Buying a gift for an acquaintance is impossible enough without having to stick to a budget of $20 or less. If you work in a large office, there’s a good chance you’ll be buying for someone who you’ve never spoken to ever, or worse – someone you can’t even identify by name. So what do you get them?

It’s tempting to leave the gift buying until the last possible hour because, after all, Tina from Accounting will never find out that the nativity scene snow-globe was a present from you. But that sense of security you’re feeling is totally false! At the next office party, whoever coordinated the gift exchange is going to have a few too many shandies and start ratting out the lousy gift-givers to their colleagues. If you think this doesn’t happen in your workplace then you’re probably one of the offenders.

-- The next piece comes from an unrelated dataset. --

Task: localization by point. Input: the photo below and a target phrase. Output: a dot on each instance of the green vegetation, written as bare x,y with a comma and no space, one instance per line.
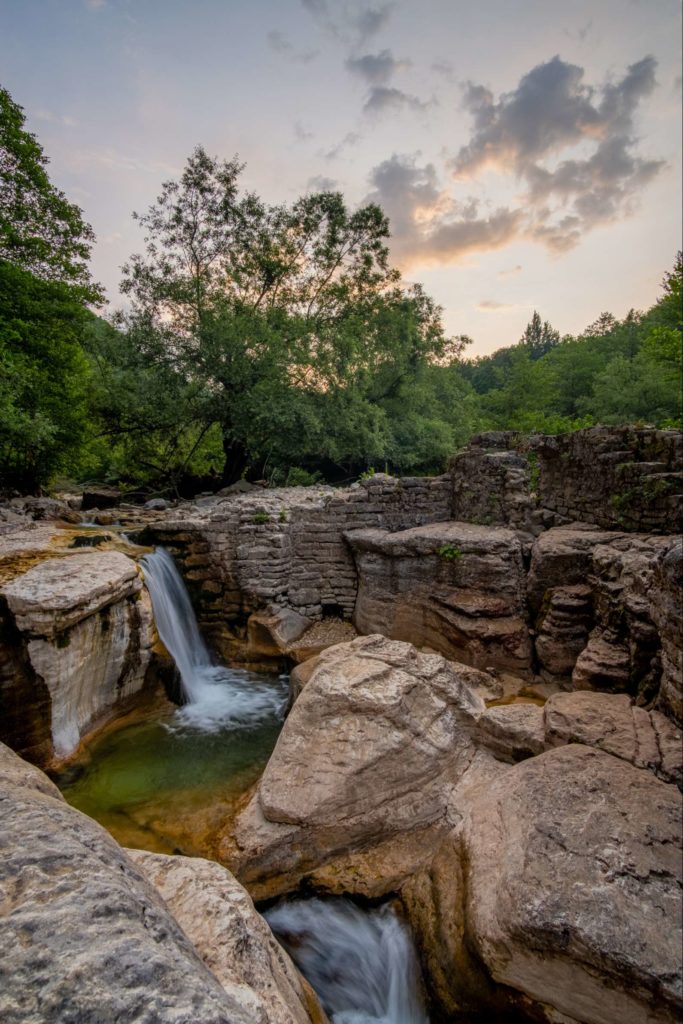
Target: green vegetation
270,342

As someone who has been on the receiving end of terrible Secret Santa gifts for almost a decade, I feel somewhat qualified to offer up some gift ideas and advise you on Secret Santa gift etiquette.

Don’t: Scented candles
If I had a dollar for every time I’ve received candles during Secret Santa, I’d have enough money to commission Madame Tussauds to melt those candles down into a vanilla and peach-scented statue of Det. Kate Beckett. Now that would be a good gift. But instead what I’ve got is a box full of fruit flavored wax taking up valuable sneaker space on my wardrobe floor.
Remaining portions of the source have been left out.